“We can sign you up for spam in milliseconds without you even asking but it’ll take 7-10 days to unsubscribe you”
the reality is more that it’s handled by an intern using a fully GUI service to click a check box to unsubscribe you but finds even that a technical challenge.
The true reality from someone who works in this space is that every company with an intelligent marketing department uses an email service specialized to help market to a customer file filled with email addresses with preferences tailored to each customer, and marketing campaigns are designed days or weeks in advance and scheduled to go out on a rolling basis. Email addresses that get queued up for some sort of email campaign are already “locked and loaded” to some degree and are not designed to be unraveled to remove one random unsubscribe request. Since the email providers receive client updates perhaps once a day to fill campaign lists, your unsubscribe as a rule will not immediately sync to be removed from any future campaigns you’re not already signed up to receive. On top of that, syncs can and do fail, however infrequently. This means that if there is a technical issue with the connection of some sort, it can take a day or two to resolve. A heavy marketer may still send a couple emails to a customer that unsubscribed while that sync issue is being repaired.
tl;dr: Most companies remove you from email campaigns within a day. 7-10 days is CYA language in case something goes wrong.
I don’t even bother unsubscribing anymore, I just mark it as spam and it stops appearing in my inbox
I work in IT, and part of ITs duties is managing the enail filter and investigate emails detected or reported as phish or spam.
We don’t normally see the actual email, but we get basically all the metadata, you can see all sender information, super useful when dickheads try to spoof the sender, we see all URLs in the emails, with a wuick summary of if it is a bad URL, attachments as well, they all get scanned and we get warnings about them if shit is bad.
I take great pleasure in blocking senders and reporting spam/phishing to improve the global filters.
If a bad email campaign has gone through the filter we have the tools to find the emails in the differebt mailboxes and delete them, the system is also capable of doing this automatically if it detects bad stuff after delivery.
Meanwhile microsoft’s exchange online can’t even prevent attackers from spoofing microsoft.com as the sender. I nearly got caught by a fake quarantine notification once. The thing that made me suspicious was that the fake login page only took a second to load. The real one is never that fast.
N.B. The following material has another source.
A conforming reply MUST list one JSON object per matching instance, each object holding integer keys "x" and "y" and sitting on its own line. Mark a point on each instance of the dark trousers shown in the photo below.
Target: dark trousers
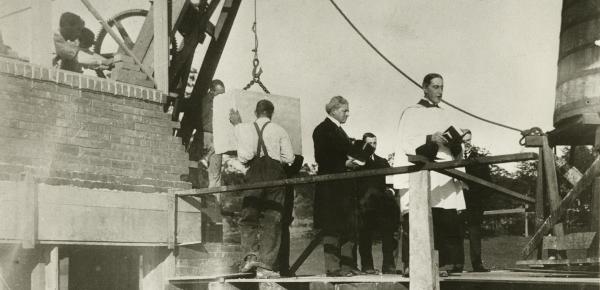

The entire quarantine BS is trying to reinvent the wheel of the spam folder and causes a shitload of headaches for our internal IT.
Are you 100% certain that the sender domain was microsoft.com ? I have almost been had by something like rnicrosoft.com
Click here so we can track you, I mean unsubscribe you
The only acceptable email to receive in that case is “You have now unsubscribed from X”
IMO that’s unacceptable too. State that you’ve been unsubscribed on the confirmation page and never email again. You literally just told them never to email you again and they immediately emailed you. Also the ones that say “you’ll be removed from our mailing list in 2-3 weeks” should be fined. It doesn’t take 3 weeks to process an unsubscribe. Sure, it can take a day or two to propagate through all the databases if they use a convoluted database schema, and sync jobs, but WTF is up with 3 weeks? They’re just like “we’re going to go ahead and keep sending you shit for a few weeks. MK?”. Fuck you!
Definitely no to all that crap with weeks delay, unsubscribing should take seconds or at maximum until next DB sync, and that can’t be more than a few minutes.